Hi. Can someone explain to me what the point of Zephyr integration with TinyGo would be? I came to TinyGo with the impression that it is more of a replacement for Zephyr, but I would love to know in what regards that is not the case.

deadprogram commented 5 years ago

The idea to me is to be able to use TinyGo as the compiler, and use capabilities in the RTOS, along with interoperating with other services/libs written for that RTOS.

It is true that TinyGo also has a Hardware Abstration Layer (HAL) of its own, but those are primarily related to peripheral i/o such as I2C, SPI, etc. Seems like you could even also use these things together, stitching together code that use the TinyGo HAL alongside services such as OTA updates, etc.

aykevl commented 5 years ago

Agreed with @deadprogram here. Yes, the runtime and machine packages replace most of the stuff you would normally expect from a RTOS. However, many projects are already built on top of an RTOS and using those facilities allows integrating Go code (compiled with TinyGo) into an existing project. For example, that way you could replace an existing system written in C/C++ slowly with code written using TinyGo, or use existing libraries that expect to be running on an RTOS. Also, RTOSes often provide their own HAL which could be a quick way to support new hardware.

gordonklaus commented 5 years ago

Thanks for your answers, @deadprogram and @aykevl.

Migrating existing projects and taking advantage of existing libraries seem like great reasons for integration with Zephyr or other RTOSs.

But I guess what I'm relly interested in is: What is the planned/desired scope of TinyGo? Are there features of an RTOS that are not feasible to implement as part the TinyGo ecosystem? @deadprogram mentioned OTA updates...
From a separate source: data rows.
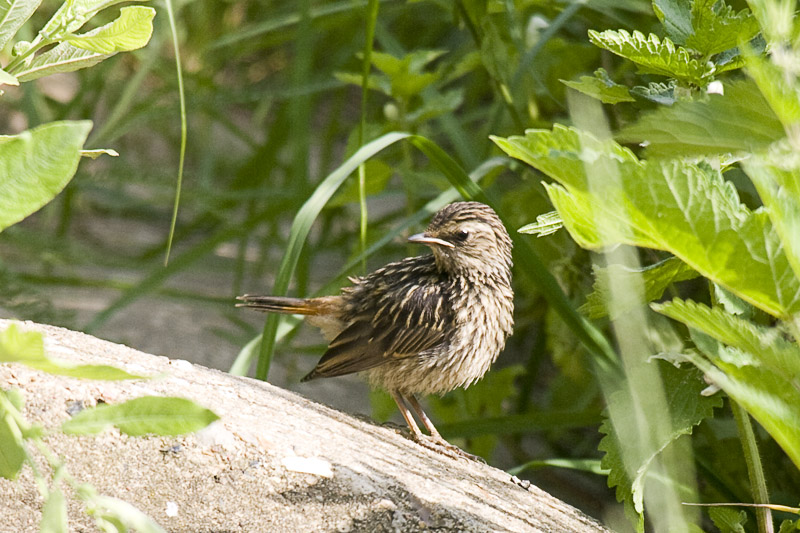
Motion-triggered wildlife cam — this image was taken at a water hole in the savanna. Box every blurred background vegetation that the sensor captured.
[3,0,800,530]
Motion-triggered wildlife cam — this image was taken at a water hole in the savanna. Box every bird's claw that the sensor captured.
[410,433,486,463]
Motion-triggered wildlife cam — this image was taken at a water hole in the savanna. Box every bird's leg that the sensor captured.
[394,392,485,463]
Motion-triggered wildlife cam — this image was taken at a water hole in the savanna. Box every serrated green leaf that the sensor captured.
[681,342,800,469]
[562,68,635,104]
[493,126,800,318]
[598,361,721,529]
[744,150,800,282]
[518,210,563,237]
[653,0,693,44]
[617,80,785,156]
[708,507,747,533]
[686,0,760,56]
[630,81,676,105]
[65,6,154,55]
[582,257,698,319]
[61,396,219,436]
[0,0,41,49]
[653,299,800,380]
[0,390,27,479]
[0,121,91,231]
[40,484,68,533]
[588,29,714,84]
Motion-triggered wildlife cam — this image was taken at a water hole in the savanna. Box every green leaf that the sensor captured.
[61,396,219,436]
[84,494,165,533]
[40,484,68,533]
[369,50,444,100]
[617,80,785,156]
[0,324,150,380]
[65,6,155,55]
[652,0,693,44]
[582,257,698,319]
[685,0,760,56]
[598,361,721,529]
[508,458,609,476]
[15,43,109,82]
[0,121,91,231]
[630,81,675,105]
[42,0,152,35]
[80,148,119,159]
[588,29,714,84]
[652,299,800,381]
[708,507,747,533]
[744,151,800,281]
[0,390,27,479]
[493,126,800,318]
[561,68,635,104]
[0,0,41,49]
[517,211,563,237]
[0,67,19,86]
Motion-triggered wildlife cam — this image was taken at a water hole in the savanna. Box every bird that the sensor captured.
[237,201,514,459]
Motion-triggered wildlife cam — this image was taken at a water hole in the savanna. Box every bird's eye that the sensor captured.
[453,229,470,242]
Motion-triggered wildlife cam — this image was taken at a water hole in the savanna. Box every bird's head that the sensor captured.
[408,201,513,279]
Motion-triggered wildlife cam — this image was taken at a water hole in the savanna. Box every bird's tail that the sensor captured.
[235,295,337,316]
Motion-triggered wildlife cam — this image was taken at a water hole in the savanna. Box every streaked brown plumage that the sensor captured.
[237,201,514,459]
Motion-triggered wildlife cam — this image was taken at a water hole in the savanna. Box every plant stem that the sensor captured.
[731,400,774,533]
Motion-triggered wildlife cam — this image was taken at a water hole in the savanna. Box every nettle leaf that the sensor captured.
[65,6,155,55]
[747,53,800,132]
[653,0,693,44]
[518,211,563,237]
[492,126,800,318]
[598,361,721,529]
[653,299,800,381]
[0,0,40,49]
[617,80,785,156]
[685,0,760,57]
[588,29,713,84]
[709,507,748,533]
[561,68,635,104]
[630,81,676,105]
[582,257,698,319]
[62,396,219,436]
[744,152,800,280]
[0,121,91,231]
[681,338,800,469]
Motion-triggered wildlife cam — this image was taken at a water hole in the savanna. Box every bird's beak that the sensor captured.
[408,232,454,248]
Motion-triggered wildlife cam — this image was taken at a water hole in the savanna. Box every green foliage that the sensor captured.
[708,506,748,533]
[62,396,220,436]
[561,68,636,105]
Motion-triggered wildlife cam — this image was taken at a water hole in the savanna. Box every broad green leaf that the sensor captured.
[681,342,800,469]
[61,396,219,436]
[652,0,693,44]
[630,81,675,105]
[84,494,165,533]
[686,0,759,57]
[0,121,91,231]
[40,484,68,533]
[0,0,41,49]
[0,390,26,479]
[598,361,721,529]
[617,81,785,156]
[561,68,635,104]
[653,299,800,380]
[0,324,149,380]
[744,150,800,281]
[493,126,800,318]
[582,257,698,319]
[65,6,155,55]
[0,67,19,86]
[746,53,800,135]
[42,0,151,35]
[588,29,714,84]
[517,210,563,237]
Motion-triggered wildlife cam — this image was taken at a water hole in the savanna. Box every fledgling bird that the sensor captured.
[237,201,514,459]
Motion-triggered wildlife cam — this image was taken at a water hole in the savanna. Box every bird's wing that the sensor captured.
[303,273,452,380]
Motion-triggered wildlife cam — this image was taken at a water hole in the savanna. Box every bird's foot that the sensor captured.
[410,433,486,463]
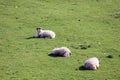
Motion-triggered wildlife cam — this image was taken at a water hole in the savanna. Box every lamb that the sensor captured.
[36,28,56,39]
[84,57,99,70]
[51,47,71,57]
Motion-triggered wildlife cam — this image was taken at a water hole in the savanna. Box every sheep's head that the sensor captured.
[36,28,42,37]
[63,52,71,57]
[89,64,97,70]
[36,28,42,31]
[36,28,42,33]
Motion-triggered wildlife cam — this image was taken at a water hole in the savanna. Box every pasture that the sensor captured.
[0,0,120,80]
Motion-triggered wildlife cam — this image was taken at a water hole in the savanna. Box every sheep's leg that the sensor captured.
[37,35,42,38]
[43,36,52,39]
[49,36,52,39]
[96,66,99,69]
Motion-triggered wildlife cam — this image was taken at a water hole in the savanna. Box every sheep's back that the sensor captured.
[84,57,99,69]
[43,30,55,38]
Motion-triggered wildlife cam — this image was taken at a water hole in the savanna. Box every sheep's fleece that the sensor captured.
[52,47,71,57]
[84,57,99,70]
[36,28,55,39]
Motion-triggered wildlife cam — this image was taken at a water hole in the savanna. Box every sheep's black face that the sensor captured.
[36,28,42,33]
[36,28,41,30]
[36,28,42,37]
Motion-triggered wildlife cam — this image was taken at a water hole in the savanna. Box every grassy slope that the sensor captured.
[0,0,120,80]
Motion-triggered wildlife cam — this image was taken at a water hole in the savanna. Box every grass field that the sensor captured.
[0,0,120,80]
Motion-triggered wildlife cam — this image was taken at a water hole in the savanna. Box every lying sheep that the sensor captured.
[84,57,99,70]
[36,28,56,39]
[51,47,71,57]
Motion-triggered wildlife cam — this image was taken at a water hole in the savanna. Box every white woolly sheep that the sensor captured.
[84,57,99,70]
[52,47,71,57]
[36,28,56,39]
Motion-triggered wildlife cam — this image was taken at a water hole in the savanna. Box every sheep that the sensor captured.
[84,57,99,70]
[36,28,56,39]
[51,47,71,57]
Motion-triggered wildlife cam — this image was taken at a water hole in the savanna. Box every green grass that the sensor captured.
[0,0,120,80]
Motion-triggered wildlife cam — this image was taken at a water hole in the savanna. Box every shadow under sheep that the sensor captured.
[26,36,39,39]
[26,36,48,39]
[78,66,86,70]
[76,66,96,71]
[48,53,65,57]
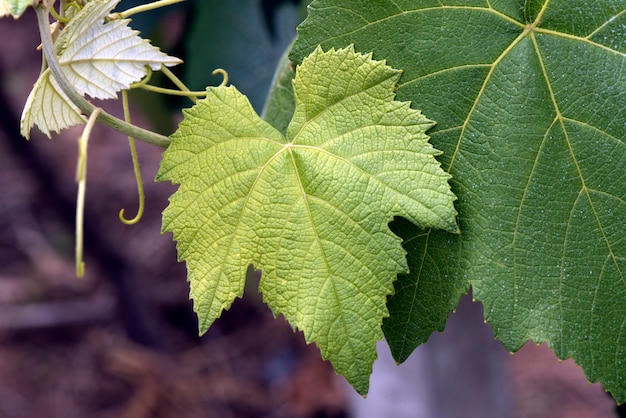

Maybe this issue isn't the best place for the discussion. We could create another issue for including this information in the documentation, if you see fit. I can imagine a lot the people who are attracted to TinyGo (Go programmers new to embedded – like myself and the OP) would find it valuable.

davidg238 commented 5 years ago

Zephyr supports OpenThread, enabling mesh networking of devices. Likely prohibitive to re-implement Thread in TinyGo, whereas using TinyGo on Zephyr devices, would be useful.